The functions eats the frame rate of the game loop to 10FPS. I would like to know how to analyze
Not exactly answering your question, but I see you aspire for fast execution of the loops.
Here are some tips from the book: 'ARM System Developer's Guide: Designing and Optimizing System Software (The Morgan Kaufmann Series in Computer Architecture and Design)' http://www.amazon.com/ARM-System-Developers-Guide-Architecture/dp/1558608745
Chapter 5 contains section named 'C looping structures'. Here is the summary of the section:
Writing Loops Efficiently
Based on the summary, your inner loop might look as below.

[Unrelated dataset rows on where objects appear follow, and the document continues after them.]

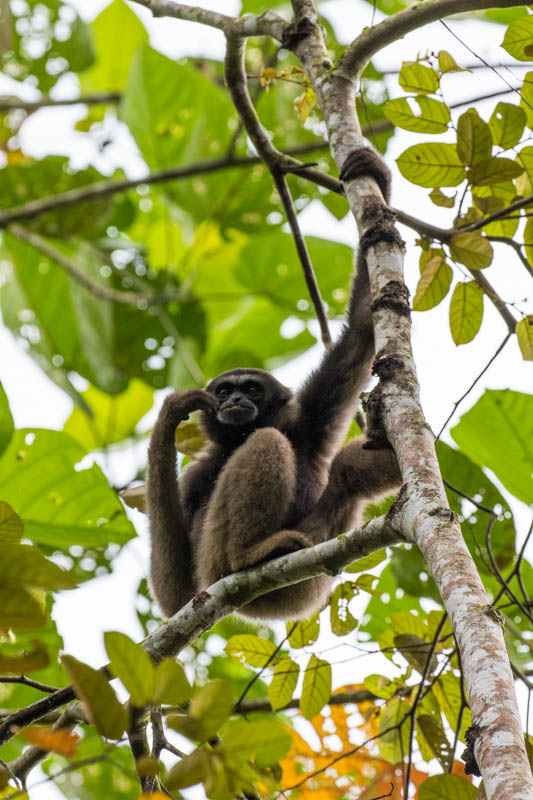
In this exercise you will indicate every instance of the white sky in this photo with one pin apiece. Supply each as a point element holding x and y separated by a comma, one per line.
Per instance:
<point>444,370</point>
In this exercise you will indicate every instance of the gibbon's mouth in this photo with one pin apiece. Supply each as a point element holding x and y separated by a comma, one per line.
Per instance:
<point>237,413</point>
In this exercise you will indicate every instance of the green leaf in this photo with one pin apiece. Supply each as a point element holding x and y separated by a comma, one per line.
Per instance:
<point>99,699</point>
<point>440,199</point>
<point>174,113</point>
<point>496,433</point>
<point>6,421</point>
<point>474,138</point>
<point>524,333</point>
<point>114,418</point>
<point>466,312</point>
<point>283,683</point>
<point>518,39</point>
<point>25,661</point>
<point>252,650</point>
<point>211,707</point>
<point>367,562</point>
<point>433,116</point>
<point>526,97</point>
<point>471,249</point>
<point>432,164</point>
<point>60,505</point>
<point>170,684</point>
<point>447,787</point>
<point>393,741</point>
<point>417,78</point>
<point>192,769</point>
<point>316,689</point>
<point>507,124</point>
<point>433,733</point>
<point>494,170</point>
<point>11,525</point>
<point>131,663</point>
<point>24,566</point>
<point>304,632</point>
<point>21,609</point>
<point>116,23</point>
<point>341,619</point>
<point>266,740</point>
<point>434,283</point>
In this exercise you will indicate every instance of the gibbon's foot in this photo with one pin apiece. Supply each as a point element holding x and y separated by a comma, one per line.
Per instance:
<point>364,161</point>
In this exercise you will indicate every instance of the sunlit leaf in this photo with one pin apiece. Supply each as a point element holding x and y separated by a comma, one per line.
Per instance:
<point>62,741</point>
<point>131,663</point>
<point>507,123</point>
<point>418,78</point>
<point>99,699</point>
<point>432,115</point>
<point>283,683</point>
<point>252,650</point>
<point>466,312</point>
<point>471,249</point>
<point>11,525</point>
<point>474,138</point>
<point>432,164</point>
<point>316,689</point>
<point>524,333</point>
<point>492,434</point>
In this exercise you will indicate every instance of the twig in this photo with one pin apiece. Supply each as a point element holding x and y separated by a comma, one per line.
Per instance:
<point>463,396</point>
<point>12,103</point>
<point>238,87</point>
<point>517,247</point>
<point>42,687</point>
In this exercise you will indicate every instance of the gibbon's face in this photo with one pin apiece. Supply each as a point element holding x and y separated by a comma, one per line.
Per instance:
<point>240,398</point>
<point>247,397</point>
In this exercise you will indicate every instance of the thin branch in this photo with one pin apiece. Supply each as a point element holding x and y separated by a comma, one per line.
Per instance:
<point>42,687</point>
<point>403,22</point>
<point>105,293</point>
<point>99,189</point>
<point>517,247</point>
<point>463,396</point>
<point>238,87</point>
<point>230,593</point>
<point>267,24</point>
<point>13,103</point>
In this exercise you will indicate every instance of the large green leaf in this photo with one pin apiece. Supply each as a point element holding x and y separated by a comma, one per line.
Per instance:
<point>60,504</point>
<point>113,418</point>
<point>117,33</point>
<point>497,433</point>
<point>432,164</point>
<point>72,329</point>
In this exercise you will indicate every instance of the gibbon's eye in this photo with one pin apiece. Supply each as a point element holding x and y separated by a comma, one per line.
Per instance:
<point>253,390</point>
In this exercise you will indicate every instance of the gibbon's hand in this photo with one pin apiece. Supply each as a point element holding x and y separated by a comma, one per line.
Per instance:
<point>179,405</point>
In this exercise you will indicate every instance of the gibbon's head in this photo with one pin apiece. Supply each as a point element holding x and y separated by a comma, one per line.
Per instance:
<point>248,399</point>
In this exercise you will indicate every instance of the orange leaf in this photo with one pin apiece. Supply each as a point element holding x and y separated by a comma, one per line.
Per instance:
<point>60,741</point>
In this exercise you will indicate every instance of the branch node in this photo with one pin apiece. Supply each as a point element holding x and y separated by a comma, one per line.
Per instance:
<point>296,32</point>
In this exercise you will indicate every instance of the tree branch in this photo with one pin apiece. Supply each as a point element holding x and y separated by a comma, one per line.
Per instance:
<point>229,594</point>
<point>395,27</point>
<point>238,87</point>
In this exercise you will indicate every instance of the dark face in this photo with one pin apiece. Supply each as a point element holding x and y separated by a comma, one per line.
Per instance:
<point>248,399</point>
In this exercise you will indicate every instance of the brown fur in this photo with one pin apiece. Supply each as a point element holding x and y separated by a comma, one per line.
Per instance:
<point>270,481</point>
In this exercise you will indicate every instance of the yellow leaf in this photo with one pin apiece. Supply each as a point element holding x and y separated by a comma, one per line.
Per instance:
<point>59,741</point>
<point>305,104</point>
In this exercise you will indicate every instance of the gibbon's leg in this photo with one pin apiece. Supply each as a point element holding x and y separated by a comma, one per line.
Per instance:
<point>356,477</point>
<point>250,502</point>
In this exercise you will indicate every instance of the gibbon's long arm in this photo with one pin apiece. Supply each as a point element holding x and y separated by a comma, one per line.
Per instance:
<point>329,397</point>
<point>171,557</point>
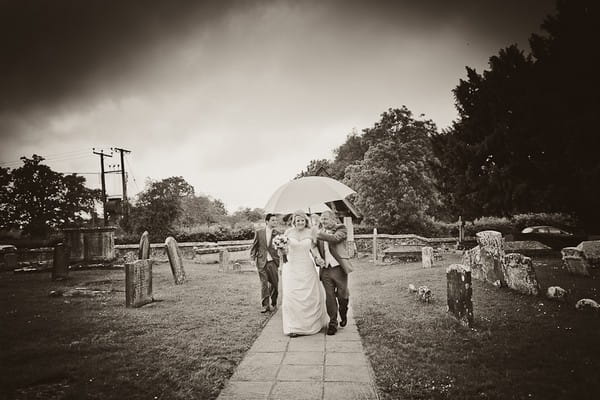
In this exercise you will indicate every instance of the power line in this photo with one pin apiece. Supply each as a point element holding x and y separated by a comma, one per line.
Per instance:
<point>53,157</point>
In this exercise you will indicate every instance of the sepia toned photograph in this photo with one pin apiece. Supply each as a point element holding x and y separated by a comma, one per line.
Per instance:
<point>299,199</point>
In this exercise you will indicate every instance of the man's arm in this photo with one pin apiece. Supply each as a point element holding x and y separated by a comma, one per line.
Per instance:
<point>339,236</point>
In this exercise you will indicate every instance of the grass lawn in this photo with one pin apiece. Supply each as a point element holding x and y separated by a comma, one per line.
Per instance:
<point>521,347</point>
<point>184,346</point>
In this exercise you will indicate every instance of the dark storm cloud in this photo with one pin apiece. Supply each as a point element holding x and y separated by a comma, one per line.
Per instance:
<point>59,49</point>
<point>55,49</point>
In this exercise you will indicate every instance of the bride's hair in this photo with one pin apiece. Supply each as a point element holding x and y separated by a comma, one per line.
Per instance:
<point>300,214</point>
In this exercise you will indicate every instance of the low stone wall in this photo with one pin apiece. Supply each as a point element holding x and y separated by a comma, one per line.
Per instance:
<point>41,257</point>
<point>364,243</point>
<point>198,252</point>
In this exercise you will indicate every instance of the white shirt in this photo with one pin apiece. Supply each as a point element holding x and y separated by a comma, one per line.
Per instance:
<point>329,259</point>
<point>269,233</point>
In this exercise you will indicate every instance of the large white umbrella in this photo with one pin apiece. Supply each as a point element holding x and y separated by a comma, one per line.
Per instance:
<point>308,194</point>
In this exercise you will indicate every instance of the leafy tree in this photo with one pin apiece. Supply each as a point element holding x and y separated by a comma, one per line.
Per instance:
<point>159,205</point>
<point>394,182</point>
<point>200,210</point>
<point>38,199</point>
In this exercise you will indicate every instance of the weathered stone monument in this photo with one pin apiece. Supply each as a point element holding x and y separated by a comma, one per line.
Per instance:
<point>427,256</point>
<point>591,252</point>
<point>374,245</point>
<point>175,260</point>
<point>60,263</point>
<point>138,283</point>
<point>144,253</point>
<point>486,259</point>
<point>575,261</point>
<point>519,274</point>
<point>460,292</point>
<point>224,260</point>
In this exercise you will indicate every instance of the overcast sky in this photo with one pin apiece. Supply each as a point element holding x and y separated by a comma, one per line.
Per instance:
<point>236,97</point>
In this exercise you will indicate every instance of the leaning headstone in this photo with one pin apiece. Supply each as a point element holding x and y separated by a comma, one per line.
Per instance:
<point>144,253</point>
<point>427,256</point>
<point>224,260</point>
<point>575,261</point>
<point>591,252</point>
<point>519,274</point>
<point>138,283</point>
<point>460,292</point>
<point>491,244</point>
<point>374,245</point>
<point>60,264</point>
<point>175,260</point>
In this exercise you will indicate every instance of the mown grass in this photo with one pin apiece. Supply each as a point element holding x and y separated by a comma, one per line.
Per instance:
<point>521,347</point>
<point>184,346</point>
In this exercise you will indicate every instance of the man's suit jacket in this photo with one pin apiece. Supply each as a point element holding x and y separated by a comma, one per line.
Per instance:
<point>260,247</point>
<point>338,246</point>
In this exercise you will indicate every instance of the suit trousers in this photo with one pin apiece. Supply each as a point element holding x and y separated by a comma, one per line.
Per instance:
<point>269,283</point>
<point>335,282</point>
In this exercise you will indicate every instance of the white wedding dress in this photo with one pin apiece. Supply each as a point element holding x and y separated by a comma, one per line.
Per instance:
<point>303,297</point>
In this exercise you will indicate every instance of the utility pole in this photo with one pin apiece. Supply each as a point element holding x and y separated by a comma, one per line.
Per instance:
<point>123,178</point>
<point>102,155</point>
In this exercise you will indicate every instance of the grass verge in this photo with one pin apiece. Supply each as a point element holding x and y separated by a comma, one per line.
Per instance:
<point>521,347</point>
<point>184,346</point>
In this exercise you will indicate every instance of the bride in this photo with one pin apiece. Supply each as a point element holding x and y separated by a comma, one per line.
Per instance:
<point>303,300</point>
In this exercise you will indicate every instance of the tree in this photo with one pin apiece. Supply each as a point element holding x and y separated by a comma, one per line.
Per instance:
<point>394,182</point>
<point>527,135</point>
<point>38,199</point>
<point>159,205</point>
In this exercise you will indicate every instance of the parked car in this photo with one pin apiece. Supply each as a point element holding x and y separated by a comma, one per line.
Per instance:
<point>551,236</point>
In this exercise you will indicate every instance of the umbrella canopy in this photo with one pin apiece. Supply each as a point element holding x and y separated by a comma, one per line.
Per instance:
<point>308,193</point>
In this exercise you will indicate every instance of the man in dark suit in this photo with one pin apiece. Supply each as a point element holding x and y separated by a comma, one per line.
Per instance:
<point>335,267</point>
<point>267,262</point>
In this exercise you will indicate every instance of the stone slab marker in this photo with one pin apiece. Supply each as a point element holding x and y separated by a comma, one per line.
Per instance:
<point>427,256</point>
<point>591,252</point>
<point>144,253</point>
<point>575,261</point>
<point>60,264</point>
<point>374,245</point>
<point>520,275</point>
<point>138,283</point>
<point>460,291</point>
<point>224,260</point>
<point>175,260</point>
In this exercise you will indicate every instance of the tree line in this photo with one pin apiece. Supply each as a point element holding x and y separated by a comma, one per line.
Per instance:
<point>526,140</point>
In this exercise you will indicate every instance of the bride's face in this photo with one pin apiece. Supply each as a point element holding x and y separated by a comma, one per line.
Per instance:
<point>299,222</point>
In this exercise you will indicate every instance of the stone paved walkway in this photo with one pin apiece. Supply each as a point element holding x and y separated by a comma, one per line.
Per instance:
<point>305,367</point>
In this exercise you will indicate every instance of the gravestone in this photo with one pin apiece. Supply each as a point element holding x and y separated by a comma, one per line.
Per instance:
<point>60,264</point>
<point>460,292</point>
<point>144,253</point>
<point>575,261</point>
<point>487,258</point>
<point>224,260</point>
<point>374,245</point>
<point>520,275</point>
<point>591,252</point>
<point>175,260</point>
<point>427,256</point>
<point>138,283</point>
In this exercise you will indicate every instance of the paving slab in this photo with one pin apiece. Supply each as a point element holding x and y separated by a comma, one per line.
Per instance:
<point>316,367</point>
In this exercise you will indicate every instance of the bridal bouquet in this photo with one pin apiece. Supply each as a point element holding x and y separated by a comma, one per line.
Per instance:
<point>280,243</point>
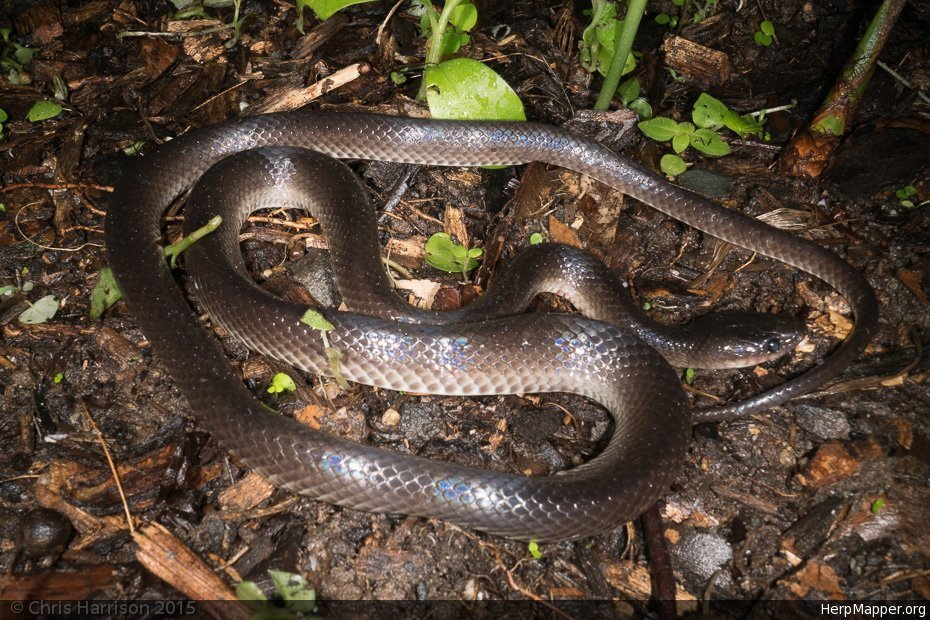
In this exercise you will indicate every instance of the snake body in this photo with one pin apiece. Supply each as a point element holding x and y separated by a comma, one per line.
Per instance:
<point>486,355</point>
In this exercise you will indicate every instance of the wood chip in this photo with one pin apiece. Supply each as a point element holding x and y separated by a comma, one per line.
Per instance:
<point>635,583</point>
<point>247,493</point>
<point>704,65</point>
<point>836,461</point>
<point>560,233</point>
<point>165,556</point>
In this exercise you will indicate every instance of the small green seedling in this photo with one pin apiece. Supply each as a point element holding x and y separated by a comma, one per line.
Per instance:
<point>710,116</point>
<point>629,95</point>
<point>596,48</point>
<point>765,34</point>
<point>664,19</point>
<point>281,383</point>
<point>906,196</point>
<point>193,9</point>
<point>294,597</point>
<point>43,110</point>
<point>105,294</point>
<point>315,319</point>
<point>41,311</point>
<point>173,251</point>
<point>13,58</point>
<point>323,9</point>
<point>445,254</point>
<point>533,548</point>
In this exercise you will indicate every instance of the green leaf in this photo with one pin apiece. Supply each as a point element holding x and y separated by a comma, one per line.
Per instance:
<point>41,311</point>
<point>672,165</point>
<point>281,383</point>
<point>248,591</point>
<point>463,88</point>
<point>708,112</point>
<point>443,253</point>
<point>105,294</point>
<point>659,128</point>
<point>464,16</point>
<point>533,548</point>
<point>709,143</point>
<point>316,320</point>
<point>24,54</point>
<point>680,142</point>
<point>641,107</point>
<point>43,110</point>
<point>628,90</point>
<point>831,125</point>
<point>324,9</point>
<point>742,125</point>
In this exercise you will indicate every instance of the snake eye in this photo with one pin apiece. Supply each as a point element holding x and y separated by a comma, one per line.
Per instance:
<point>772,345</point>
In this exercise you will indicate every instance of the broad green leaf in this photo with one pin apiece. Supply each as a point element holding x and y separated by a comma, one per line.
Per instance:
<point>316,320</point>
<point>324,9</point>
<point>43,110</point>
<point>659,128</point>
<point>106,293</point>
<point>281,383</point>
<point>40,312</point>
<point>708,142</point>
<point>463,88</point>
<point>443,253</point>
<point>680,142</point>
<point>672,165</point>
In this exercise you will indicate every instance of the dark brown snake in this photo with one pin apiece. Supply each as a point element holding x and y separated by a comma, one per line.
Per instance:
<point>487,354</point>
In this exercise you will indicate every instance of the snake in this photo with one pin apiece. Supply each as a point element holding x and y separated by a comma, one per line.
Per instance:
<point>487,354</point>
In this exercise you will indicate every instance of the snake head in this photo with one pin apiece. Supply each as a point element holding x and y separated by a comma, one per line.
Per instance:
<point>740,339</point>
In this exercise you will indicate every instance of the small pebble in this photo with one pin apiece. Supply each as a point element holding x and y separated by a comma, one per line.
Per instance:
<point>43,532</point>
<point>391,417</point>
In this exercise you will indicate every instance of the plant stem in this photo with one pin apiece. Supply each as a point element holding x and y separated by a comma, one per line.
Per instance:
<point>174,250</point>
<point>438,27</point>
<point>622,47</point>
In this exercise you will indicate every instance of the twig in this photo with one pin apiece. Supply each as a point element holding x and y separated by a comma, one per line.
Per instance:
<point>106,452</point>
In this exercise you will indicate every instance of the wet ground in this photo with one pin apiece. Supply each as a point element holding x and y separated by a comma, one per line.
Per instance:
<point>825,497</point>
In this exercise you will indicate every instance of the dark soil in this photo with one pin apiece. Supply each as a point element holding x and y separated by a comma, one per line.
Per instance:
<point>825,497</point>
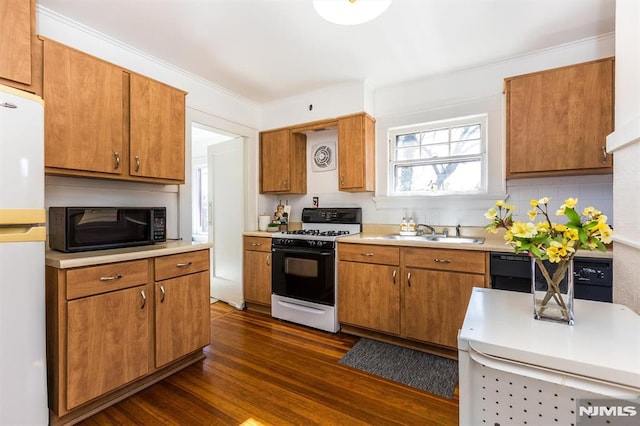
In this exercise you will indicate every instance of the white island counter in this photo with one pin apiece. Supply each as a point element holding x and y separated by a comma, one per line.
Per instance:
<point>515,369</point>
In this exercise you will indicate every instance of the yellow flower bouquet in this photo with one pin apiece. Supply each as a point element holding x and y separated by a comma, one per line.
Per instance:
<point>552,247</point>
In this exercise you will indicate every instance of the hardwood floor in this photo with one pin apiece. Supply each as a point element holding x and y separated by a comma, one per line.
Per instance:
<point>260,371</point>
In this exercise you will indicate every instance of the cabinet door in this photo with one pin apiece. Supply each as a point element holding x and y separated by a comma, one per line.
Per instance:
<point>157,126</point>
<point>558,120</point>
<point>369,296</point>
<point>435,303</point>
<point>283,164</point>
<point>84,111</point>
<point>107,343</point>
<point>182,316</point>
<point>257,277</point>
<point>356,153</point>
<point>15,40</point>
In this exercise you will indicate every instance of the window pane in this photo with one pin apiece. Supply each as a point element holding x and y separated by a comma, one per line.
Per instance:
<point>465,132</point>
<point>466,147</point>
<point>407,153</point>
<point>435,151</point>
<point>434,178</point>
<point>435,136</point>
<point>410,139</point>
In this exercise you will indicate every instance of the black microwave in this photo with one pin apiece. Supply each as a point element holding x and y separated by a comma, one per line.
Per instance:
<point>74,229</point>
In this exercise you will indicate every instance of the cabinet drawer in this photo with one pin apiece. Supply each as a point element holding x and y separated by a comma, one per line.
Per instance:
<point>383,255</point>
<point>445,260</point>
<point>84,282</point>
<point>257,243</point>
<point>177,265</point>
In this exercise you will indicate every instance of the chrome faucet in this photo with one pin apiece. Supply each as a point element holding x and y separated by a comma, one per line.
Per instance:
<point>430,228</point>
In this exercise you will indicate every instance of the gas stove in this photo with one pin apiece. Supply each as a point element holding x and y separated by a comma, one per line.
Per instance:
<point>322,225</point>
<point>304,271</point>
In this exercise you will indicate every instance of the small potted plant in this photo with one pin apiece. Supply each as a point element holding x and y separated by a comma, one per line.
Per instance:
<point>273,227</point>
<point>552,247</point>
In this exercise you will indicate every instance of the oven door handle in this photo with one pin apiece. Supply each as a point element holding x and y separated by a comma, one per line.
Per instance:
<point>307,251</point>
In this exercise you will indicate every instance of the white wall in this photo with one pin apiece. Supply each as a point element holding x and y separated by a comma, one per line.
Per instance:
<point>625,144</point>
<point>473,91</point>
<point>343,99</point>
<point>204,101</point>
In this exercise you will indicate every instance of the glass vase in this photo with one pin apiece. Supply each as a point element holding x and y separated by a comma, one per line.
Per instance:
<point>552,288</point>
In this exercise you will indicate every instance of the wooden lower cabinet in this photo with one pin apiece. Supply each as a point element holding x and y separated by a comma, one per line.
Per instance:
<point>369,296</point>
<point>107,336</point>
<point>419,294</point>
<point>256,276</point>
<point>107,343</point>
<point>435,304</point>
<point>182,316</point>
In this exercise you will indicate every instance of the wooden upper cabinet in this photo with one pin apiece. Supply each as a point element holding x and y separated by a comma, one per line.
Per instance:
<point>20,54</point>
<point>283,163</point>
<point>356,153</point>
<point>558,120</point>
<point>104,121</point>
<point>84,111</point>
<point>157,126</point>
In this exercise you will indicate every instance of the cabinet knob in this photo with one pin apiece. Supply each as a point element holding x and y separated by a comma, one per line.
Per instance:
<point>112,277</point>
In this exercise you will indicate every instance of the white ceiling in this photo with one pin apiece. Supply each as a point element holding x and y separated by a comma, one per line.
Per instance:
<point>266,50</point>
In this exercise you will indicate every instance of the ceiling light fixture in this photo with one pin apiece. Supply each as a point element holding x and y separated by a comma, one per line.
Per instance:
<point>350,12</point>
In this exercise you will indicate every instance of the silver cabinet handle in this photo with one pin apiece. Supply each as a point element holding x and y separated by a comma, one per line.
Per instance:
<point>144,299</point>
<point>112,277</point>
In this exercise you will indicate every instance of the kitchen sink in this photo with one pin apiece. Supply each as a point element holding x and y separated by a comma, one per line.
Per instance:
<point>397,237</point>
<point>454,240</point>
<point>433,239</point>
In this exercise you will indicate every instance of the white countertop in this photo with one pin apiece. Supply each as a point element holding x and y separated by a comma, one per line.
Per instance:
<point>603,344</point>
<point>97,257</point>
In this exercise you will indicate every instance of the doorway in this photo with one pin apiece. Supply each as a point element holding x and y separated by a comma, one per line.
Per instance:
<point>218,188</point>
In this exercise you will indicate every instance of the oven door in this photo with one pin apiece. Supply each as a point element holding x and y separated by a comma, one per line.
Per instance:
<point>305,274</point>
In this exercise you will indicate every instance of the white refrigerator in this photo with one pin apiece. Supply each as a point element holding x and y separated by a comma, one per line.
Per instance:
<point>23,382</point>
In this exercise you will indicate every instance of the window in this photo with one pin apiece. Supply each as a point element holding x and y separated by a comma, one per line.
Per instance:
<point>440,157</point>
<point>201,210</point>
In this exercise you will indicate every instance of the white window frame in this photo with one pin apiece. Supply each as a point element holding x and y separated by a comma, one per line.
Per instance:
<point>481,119</point>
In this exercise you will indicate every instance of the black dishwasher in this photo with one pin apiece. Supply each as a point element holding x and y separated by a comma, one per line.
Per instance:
<point>592,277</point>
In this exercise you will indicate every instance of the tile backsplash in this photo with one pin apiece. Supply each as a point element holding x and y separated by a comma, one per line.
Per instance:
<point>595,190</point>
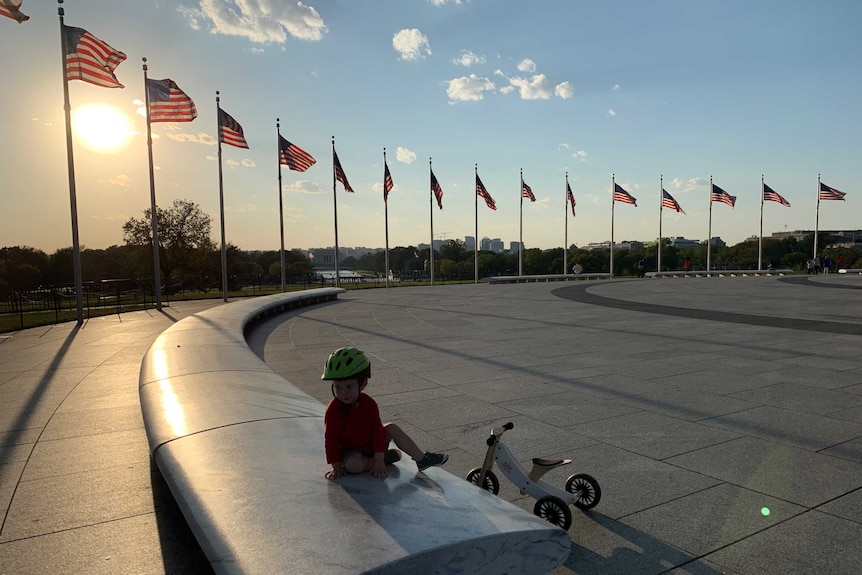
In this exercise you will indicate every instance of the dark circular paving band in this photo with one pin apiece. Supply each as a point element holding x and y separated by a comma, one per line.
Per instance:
<point>580,294</point>
<point>806,281</point>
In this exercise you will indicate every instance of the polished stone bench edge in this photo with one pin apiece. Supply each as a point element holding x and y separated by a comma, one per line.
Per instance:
<point>206,476</point>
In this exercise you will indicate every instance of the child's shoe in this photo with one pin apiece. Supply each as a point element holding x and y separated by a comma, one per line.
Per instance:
<point>391,456</point>
<point>431,460</point>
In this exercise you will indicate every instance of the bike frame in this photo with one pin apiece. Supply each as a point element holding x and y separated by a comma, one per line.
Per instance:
<point>528,483</point>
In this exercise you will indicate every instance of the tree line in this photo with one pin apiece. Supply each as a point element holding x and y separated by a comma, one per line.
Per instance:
<point>190,260</point>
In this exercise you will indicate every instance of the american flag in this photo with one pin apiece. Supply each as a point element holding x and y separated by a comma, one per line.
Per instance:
<point>483,193</point>
<point>438,191</point>
<point>9,8</point>
<point>620,195</point>
<point>339,172</point>
<point>168,103</point>
<point>719,195</point>
<point>667,201</point>
<point>293,156</point>
<point>527,191</point>
<point>229,130</point>
<point>89,59</point>
<point>772,196</point>
<point>387,181</point>
<point>827,193</point>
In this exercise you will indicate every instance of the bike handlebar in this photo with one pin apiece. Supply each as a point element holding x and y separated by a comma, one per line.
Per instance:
<point>495,433</point>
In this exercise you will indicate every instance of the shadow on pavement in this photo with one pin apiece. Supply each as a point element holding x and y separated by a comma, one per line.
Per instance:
<point>181,552</point>
<point>633,552</point>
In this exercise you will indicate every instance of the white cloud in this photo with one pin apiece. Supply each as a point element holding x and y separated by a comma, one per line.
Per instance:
<point>564,90</point>
<point>467,58</point>
<point>304,187</point>
<point>404,155</point>
<point>122,181</point>
<point>260,21</point>
<point>527,65</point>
<point>378,187</point>
<point>469,88</point>
<point>688,185</point>
<point>201,138</point>
<point>412,44</point>
<point>536,88</point>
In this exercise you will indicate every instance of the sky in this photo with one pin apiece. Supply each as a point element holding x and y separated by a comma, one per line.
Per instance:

uinsigned int i = 240/4; // Use unsigned loop counters by default
// and the continuation condition i!=0
do
{
// Unroll important loops to reduce the loop overhead
LCD_WriteData( (u16)frameBuffer[ (i--) + (j*fbWidth) ] );
LCD_WriteData( (u16)frameBuffer[ (i--) + (j*fbWidth) ] );
LCD_WriteData( (u16)frameBuffer[ (i--) + (j*fbWidth) ] );
LCD_WriteData( (u16)frameBuffer[ (i--) + (j*fbWidth) ] );
}
while ( i != 0 ) // Use do-while loops rather than for
// loops when you know the loop will
// iterate at least once
You might want to experiment also with 'pragmas', e.g. :
#pragma Otime
http://www.keil.com/support/man/docs/armcc/armcc_chr1359124989673.htm
#pragma unroll(n)
http://www.keil.com/support/man/docs/armcc/armcc_chr1359124992247.htm
And as it is Cortex-M3 try to find out if MCU hardware gives you chance to arrange the code/data to take advantage of its Harvard architecture (I experienced 30% speed increase).
see here my other answer
Maybe not everything may be applicable in your application (filling a buffer in reverse order). I just wanted to draw your attention to the book and possible points for optimization.